Nevertheless, the majority of the board’s criticism in this case was directed at Meta for failing to inform the user who posted the message which of its rules they had violated.

 

It expressed concern that the company was continuing to apply Facebook’s Community Standards to Instagram without providing users with notice, according to a statement released by the board of directors. We are baffled as to why Meta is unable to immediately update the language in Instagram’s Community Guidelines to convey this message to users,” the Board stated.

 

Instagram was ordered to restore the post by the company’s board of directors. When users’ content is acted upon, the board recommended that Meta “explain to them precisely what rule in the content policy they have violated.” Additionally, it urged the company to update Instagram’s Community Guidelines within 90 days in order to ensure that they are consistent with the Community Standards set forth by Facebook.

 

In response to the board’s decision, Facebook stated that the post had been reinstated and that it would conduct a review of similar content in the future. Additionally, it stated that it would conduct a review of the policy recommendations made by the board of directors.

 

As the company stated in a statement, “we are pleased with the Oversight Board’s decision,” which was made today.

 

The second instance involved a Facebook post from August 2021 that featured a piece of Indigenous art from North America and was intended to raise awareness about the discovery of unmarked graves at a former residential school for Indigenous children in the United Kingdom. Among the images depicted are “Theft of the Innocent,” “Evil Posing as Saviours,” “Residential School / Concentration Camp,” “Waiting for Discovery,” and “Bring Our Children Home,” according to the user who posted the artwork.
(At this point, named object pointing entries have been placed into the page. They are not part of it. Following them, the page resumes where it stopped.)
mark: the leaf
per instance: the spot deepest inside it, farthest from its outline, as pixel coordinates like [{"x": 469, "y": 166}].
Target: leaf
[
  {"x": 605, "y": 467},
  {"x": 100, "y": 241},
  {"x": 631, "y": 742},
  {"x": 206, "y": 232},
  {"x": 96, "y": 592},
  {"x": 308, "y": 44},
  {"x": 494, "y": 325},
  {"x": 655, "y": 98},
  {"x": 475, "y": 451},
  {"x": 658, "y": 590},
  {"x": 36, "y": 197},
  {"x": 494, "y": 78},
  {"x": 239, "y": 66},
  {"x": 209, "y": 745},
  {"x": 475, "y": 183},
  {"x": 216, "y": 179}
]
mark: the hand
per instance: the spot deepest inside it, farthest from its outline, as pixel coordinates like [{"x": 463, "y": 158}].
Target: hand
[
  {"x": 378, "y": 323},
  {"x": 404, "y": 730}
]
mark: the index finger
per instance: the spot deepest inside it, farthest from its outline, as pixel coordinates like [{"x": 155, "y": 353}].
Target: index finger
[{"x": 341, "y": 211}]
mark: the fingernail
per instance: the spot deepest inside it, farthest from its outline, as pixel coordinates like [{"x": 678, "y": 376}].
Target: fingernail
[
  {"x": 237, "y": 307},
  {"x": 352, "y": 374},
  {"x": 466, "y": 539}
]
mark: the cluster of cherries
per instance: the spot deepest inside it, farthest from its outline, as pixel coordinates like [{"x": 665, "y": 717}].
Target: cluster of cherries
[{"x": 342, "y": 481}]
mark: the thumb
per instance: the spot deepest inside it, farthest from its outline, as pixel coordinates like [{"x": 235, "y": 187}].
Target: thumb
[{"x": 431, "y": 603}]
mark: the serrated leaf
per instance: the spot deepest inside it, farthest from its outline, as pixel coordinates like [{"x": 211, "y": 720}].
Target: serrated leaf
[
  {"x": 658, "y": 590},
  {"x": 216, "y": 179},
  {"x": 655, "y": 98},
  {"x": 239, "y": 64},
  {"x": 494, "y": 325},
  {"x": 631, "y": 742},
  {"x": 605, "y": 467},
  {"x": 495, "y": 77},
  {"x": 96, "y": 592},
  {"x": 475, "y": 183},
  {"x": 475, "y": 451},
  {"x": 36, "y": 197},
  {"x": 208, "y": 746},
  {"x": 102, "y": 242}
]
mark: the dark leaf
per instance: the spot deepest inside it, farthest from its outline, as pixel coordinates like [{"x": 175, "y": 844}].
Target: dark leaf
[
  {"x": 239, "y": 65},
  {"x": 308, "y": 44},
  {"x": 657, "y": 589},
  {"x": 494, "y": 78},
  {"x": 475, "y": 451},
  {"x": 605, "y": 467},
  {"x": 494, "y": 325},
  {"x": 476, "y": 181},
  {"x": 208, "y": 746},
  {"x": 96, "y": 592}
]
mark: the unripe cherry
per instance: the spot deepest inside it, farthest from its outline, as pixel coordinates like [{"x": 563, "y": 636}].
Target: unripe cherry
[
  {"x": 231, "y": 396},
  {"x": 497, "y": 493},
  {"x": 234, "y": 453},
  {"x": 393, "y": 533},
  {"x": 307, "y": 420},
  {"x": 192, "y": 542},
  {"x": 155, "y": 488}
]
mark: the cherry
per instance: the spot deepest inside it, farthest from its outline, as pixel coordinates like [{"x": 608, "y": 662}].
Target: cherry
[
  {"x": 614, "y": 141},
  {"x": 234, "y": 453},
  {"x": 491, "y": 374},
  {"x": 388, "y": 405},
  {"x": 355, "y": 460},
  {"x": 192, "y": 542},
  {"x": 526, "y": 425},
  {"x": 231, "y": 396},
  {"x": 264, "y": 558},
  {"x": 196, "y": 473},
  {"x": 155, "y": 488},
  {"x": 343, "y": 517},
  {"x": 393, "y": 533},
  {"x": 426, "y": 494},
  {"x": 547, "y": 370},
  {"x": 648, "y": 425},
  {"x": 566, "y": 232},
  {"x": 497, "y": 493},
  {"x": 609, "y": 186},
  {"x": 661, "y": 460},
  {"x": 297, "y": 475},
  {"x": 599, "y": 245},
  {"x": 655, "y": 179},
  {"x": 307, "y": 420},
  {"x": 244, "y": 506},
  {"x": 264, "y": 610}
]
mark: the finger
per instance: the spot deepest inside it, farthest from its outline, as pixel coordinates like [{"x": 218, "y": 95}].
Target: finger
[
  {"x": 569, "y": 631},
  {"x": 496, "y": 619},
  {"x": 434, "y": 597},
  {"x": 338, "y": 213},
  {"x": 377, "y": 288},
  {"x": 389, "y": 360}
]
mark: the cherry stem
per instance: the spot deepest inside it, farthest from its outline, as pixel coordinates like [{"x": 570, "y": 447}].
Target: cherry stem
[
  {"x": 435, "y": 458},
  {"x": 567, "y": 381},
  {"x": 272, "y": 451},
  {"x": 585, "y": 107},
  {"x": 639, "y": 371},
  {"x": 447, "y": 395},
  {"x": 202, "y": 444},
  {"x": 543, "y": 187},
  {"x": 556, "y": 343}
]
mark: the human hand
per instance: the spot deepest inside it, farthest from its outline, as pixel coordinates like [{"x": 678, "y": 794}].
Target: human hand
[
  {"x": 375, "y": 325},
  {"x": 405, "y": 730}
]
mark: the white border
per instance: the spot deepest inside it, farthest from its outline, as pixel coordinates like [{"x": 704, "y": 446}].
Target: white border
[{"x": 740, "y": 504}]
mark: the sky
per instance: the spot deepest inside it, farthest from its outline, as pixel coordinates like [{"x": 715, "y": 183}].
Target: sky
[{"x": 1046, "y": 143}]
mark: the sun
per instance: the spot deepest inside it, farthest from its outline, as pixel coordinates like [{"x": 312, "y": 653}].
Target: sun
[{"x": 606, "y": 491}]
The post was flagged by Facebook’s automated systems as potentially violating its hate speech policy, and it was removed the following day by a human reviewer; when the user appealed, a second human reviewer upheld the decision to remove the post.

 

In response to the Oversight Board’s decision to review the case, Meta determined that the removal of the post was the result of a “enforcement error” and restored it on August 27, according to a statement released by the board Thursday. In contrast, Meta did not notify the user that their post had been reinstated until more than one month had passed. This was after the Meta board inquired about the company’s messaging to the user, which Meta explained as being due to “human error.”

 

The board recommended that Meta “provide users with timely and accurate notice of any company action taken on the content that is the subject of their appeal.” Meta agreed with the board’s recommendation. In addition, “in cases of enforcement errors, such as this one,” the Oversight Board stated that “the notice to the user should state that the action was taken as a result of the Oversight Board’s review process.”

 

According to Meta, no further action would be required in light of the board’s decision in this particular case because the position had already been reinstated, and the company would review the board’s policy recommendations.

 

When the company responded to the board’s recommendations, the Oversight Board noted the two decisions in its second transparency report, which was also released on Thursday. The board stated that it would “monitor whether and how the company lives up to its promises” while the company responded to the board’s recommendations. Aside from that, the company announced plans to publish an annual report next year to assess the company’s progress in implementing the board’s decisions and recommendations.

 

‘We believe that the cumulative effect of our recommendations will eventually force Meta to improve its transparency and provide benefits to its users,’ the board of directors wrote in its report.